Dec 26, 2009 23:53
I've just finished reading The Wizard Knight by Gene Wolfe. What a truly extraordinary book. It's a proper, deeply old-school high fantasy. It has knights with pennants on their lances when they joust and giants and dragons and magic swords and castles. It takes cues from the high arthurian stories and from norse mythology and all the roots of most standard fantasy fiction and yet somehow through sheer deftness and storytelling it somehow sneaks between the predictable events and avoids the cliches even as it uses them.
It is rooted in the same legends that Tolkien was inspired by, but the story itself is of a different kind, revolving more around the notions of knightly conduct and how people can relate to each other, maybe closer to a medieval romance in that respect, tapestried and bright with the glare of sunshine on burnished armour. However it is not caught in that time, the storytelling is modern, but modern without ever drawing too far from the setting or being distracting to the reader. The development of the central character changes as he grows through his adventures and their writing does too.

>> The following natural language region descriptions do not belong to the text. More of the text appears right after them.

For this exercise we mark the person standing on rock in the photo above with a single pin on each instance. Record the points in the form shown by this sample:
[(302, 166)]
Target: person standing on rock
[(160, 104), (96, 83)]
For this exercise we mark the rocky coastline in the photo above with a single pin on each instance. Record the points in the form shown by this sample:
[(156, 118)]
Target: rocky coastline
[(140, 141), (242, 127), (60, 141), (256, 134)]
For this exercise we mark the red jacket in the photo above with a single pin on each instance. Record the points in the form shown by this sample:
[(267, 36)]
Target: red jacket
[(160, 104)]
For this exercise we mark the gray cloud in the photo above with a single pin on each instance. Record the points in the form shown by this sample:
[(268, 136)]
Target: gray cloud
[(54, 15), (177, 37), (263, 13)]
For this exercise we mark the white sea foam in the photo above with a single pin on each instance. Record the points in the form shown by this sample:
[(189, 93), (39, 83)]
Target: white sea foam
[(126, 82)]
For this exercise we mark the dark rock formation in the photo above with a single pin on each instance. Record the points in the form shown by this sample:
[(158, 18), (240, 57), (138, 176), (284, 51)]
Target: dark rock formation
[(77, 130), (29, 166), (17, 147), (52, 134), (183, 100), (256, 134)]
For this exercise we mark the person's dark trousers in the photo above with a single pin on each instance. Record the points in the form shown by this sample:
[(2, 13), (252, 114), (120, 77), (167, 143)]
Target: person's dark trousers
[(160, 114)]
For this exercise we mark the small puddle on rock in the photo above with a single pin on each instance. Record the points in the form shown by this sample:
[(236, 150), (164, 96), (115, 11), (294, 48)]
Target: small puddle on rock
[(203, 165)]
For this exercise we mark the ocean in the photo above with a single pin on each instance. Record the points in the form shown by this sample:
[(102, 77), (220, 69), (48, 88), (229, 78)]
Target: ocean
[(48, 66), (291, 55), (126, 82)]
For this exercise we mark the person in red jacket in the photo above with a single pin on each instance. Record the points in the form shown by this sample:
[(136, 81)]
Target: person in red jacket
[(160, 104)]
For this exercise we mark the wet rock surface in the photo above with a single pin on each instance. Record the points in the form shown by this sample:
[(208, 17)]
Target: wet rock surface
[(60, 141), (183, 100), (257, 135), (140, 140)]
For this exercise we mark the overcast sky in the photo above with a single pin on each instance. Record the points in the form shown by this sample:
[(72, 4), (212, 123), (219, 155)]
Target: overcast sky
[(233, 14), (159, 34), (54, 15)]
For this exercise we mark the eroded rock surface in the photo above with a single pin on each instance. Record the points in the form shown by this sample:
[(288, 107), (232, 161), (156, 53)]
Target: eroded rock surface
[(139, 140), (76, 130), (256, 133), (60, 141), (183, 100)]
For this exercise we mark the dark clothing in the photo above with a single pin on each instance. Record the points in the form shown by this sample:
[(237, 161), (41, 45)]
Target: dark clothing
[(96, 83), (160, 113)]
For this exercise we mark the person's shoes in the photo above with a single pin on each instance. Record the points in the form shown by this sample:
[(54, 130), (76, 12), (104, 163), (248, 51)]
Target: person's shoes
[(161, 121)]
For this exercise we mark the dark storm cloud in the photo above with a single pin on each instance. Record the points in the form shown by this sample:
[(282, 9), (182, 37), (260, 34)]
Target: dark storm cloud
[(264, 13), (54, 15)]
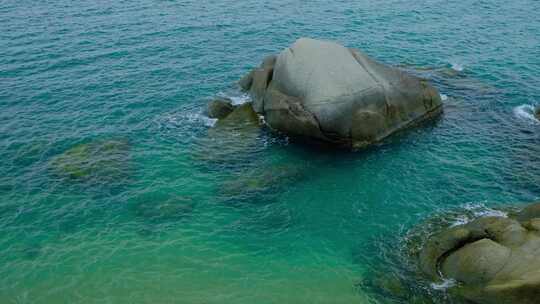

I mostly bought it because I know Neil Gaiman is a big fan of his work and I can really see why. This is a grand story of honour, glory and adventure. It doesn't read like it's trying to be anything that it's not- you could write a book of this kind and people would read it and think "this is trying to be T.H.White" or Tolkien or whoever else - this book reads like it is it's own thing and it is clearly a classic, from start to finish. It belongs to a canon broader and more illustrious than the fantasy genre, alongside Mallory and Grimm as much as Martin and Le Guin and I recommend it strongly. Reaching the last pages made me sad because I didn't want it to end.
Also it really freaked me out by starting with the line "Ben, look at this first."